He was redshirted his freshman year, and a lot of folks pressured him to stay on at Clemson one more year, to use that remaining season of eligibility. Miles told them all, very politely, that no thanks, he was on his way to law school at George Washington, which is completely true. Equally true is the fact that Miles would take a hot poker up any of his bodily openings before he would voluntarily spend so much as one more semester at Clemson, but he keeps that truth to himself and smiles for his Ma, his arm around Alicia, while she snaps graduation photographs.
Four long years, parts of which Miles wishes he could do over, skip over, or erase entirely, but he did it. He survived it all and made it through to the other side. Maybe it didn't happen like he wanted it to, but he made it.
Miles Brown is a survivor. He gets by, no matter what gets thrown at him. Call it the philosophy major's little life philosophy. Somehow and someway, he'll make this world what he wants it to be, even if it's not what he wanted once upon a time.
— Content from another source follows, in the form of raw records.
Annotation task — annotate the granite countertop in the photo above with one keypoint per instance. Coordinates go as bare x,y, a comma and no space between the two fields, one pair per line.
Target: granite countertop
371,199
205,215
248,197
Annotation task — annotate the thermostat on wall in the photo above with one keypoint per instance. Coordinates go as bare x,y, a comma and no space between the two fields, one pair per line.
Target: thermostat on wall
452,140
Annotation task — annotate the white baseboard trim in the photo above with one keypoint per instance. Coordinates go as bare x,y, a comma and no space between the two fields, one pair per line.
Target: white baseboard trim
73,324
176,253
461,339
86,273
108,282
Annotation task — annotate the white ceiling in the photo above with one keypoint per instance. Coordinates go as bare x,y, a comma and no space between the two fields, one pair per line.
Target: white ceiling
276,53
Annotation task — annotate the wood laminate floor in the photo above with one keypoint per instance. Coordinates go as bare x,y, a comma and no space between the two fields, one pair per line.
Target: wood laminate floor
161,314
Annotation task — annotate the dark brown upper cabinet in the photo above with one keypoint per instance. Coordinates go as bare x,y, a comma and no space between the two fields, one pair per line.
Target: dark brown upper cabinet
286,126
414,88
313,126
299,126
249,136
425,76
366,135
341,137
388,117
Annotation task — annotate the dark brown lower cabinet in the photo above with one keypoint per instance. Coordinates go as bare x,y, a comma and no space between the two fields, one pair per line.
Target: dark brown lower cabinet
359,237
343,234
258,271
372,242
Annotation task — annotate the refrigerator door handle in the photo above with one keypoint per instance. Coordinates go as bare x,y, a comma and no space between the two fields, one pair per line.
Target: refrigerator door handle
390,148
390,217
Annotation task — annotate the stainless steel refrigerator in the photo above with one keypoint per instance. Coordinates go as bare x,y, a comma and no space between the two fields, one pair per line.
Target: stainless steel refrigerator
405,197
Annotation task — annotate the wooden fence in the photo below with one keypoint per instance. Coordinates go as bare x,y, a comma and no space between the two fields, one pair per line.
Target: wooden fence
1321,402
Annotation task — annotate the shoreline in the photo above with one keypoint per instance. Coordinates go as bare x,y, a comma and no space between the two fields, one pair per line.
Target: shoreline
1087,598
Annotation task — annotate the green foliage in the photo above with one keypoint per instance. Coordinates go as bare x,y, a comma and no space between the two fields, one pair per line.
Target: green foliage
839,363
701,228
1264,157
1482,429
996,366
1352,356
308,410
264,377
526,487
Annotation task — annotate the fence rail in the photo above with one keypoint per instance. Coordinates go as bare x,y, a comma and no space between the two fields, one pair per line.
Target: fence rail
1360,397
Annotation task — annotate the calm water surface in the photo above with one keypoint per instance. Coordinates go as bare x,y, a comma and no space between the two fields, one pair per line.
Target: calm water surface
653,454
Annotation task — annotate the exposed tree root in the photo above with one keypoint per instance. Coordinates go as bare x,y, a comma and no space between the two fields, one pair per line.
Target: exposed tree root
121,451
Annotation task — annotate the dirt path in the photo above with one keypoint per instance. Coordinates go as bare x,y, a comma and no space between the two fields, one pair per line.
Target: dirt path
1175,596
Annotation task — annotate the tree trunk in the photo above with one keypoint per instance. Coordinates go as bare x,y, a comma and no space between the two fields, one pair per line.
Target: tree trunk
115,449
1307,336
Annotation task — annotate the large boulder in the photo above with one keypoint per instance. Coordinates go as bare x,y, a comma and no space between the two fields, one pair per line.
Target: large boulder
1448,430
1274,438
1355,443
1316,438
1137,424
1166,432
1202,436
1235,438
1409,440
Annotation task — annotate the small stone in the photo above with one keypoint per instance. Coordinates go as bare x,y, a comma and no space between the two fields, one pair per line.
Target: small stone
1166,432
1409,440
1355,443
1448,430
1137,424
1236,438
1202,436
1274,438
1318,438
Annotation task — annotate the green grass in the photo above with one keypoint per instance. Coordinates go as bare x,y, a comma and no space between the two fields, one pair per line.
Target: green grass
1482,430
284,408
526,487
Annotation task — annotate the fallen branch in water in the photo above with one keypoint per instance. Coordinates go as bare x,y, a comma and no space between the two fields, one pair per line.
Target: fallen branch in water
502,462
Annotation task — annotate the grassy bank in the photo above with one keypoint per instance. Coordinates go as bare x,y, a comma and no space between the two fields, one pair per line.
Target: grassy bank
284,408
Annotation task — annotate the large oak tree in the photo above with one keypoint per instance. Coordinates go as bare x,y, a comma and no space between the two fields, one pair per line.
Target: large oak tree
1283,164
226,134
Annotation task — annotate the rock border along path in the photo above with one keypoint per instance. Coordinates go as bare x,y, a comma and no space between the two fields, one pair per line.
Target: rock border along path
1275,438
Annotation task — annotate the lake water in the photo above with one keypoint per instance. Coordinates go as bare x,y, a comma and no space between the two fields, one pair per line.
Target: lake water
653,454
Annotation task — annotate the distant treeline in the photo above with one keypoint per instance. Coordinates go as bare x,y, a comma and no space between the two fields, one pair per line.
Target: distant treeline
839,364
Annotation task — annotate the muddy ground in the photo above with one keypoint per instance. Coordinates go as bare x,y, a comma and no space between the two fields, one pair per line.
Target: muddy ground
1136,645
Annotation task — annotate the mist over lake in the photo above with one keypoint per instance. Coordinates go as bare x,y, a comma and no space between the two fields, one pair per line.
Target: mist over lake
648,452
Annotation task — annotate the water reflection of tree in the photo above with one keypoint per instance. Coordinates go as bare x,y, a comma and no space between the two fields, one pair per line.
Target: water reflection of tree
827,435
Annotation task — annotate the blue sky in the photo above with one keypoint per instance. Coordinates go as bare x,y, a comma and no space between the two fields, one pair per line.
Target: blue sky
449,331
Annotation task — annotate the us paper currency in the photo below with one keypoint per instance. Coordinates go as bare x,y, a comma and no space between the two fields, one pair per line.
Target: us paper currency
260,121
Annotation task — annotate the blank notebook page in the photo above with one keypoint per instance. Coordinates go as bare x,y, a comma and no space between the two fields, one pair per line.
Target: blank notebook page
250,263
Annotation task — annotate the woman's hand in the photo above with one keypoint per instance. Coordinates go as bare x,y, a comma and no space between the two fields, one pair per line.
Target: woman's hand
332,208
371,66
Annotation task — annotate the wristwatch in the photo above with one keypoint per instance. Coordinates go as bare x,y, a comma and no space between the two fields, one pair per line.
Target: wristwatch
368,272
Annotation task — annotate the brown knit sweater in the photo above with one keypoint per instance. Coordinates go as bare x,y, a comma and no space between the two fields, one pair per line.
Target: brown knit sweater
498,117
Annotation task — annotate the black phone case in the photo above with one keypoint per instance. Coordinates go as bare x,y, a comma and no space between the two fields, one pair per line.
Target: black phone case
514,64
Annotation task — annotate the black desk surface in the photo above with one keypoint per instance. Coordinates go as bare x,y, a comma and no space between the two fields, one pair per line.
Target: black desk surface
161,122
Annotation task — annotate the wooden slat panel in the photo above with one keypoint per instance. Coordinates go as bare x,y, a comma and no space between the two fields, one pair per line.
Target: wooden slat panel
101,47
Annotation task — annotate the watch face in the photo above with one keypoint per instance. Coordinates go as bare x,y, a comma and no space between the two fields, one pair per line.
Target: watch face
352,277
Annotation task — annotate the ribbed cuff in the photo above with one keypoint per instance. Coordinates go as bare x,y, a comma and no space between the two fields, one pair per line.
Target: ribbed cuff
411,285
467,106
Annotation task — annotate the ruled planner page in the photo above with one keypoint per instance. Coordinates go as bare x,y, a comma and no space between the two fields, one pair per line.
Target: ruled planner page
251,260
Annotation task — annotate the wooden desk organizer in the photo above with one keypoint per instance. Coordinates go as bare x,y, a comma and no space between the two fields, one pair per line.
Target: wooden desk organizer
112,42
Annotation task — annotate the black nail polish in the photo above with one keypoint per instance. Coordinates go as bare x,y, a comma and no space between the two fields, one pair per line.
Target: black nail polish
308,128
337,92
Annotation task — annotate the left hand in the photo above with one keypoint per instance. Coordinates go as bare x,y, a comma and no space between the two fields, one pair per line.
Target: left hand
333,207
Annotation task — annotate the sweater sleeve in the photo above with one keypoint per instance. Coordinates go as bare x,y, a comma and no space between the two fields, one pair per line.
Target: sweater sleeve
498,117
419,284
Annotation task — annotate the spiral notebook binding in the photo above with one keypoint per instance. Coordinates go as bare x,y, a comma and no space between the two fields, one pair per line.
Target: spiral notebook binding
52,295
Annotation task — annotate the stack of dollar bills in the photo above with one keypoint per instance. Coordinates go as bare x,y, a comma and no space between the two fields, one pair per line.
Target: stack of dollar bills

Thursday, September 29th, 2016: “Death Valley” Memorial Stadium, Clemson
After a good two-and-a-half hours of scrimmages, everybody trots off the field towards the locker room and the showers, except for Lyles, who lags behind and gestures for Adcock, Miles, and Echols to come walk with him.
“So I’m going home for a coupla days after the game,” Lyles announces.
“Yeah? So?” Echols says with a little snort, like he’s trying not to laugh at Lyles.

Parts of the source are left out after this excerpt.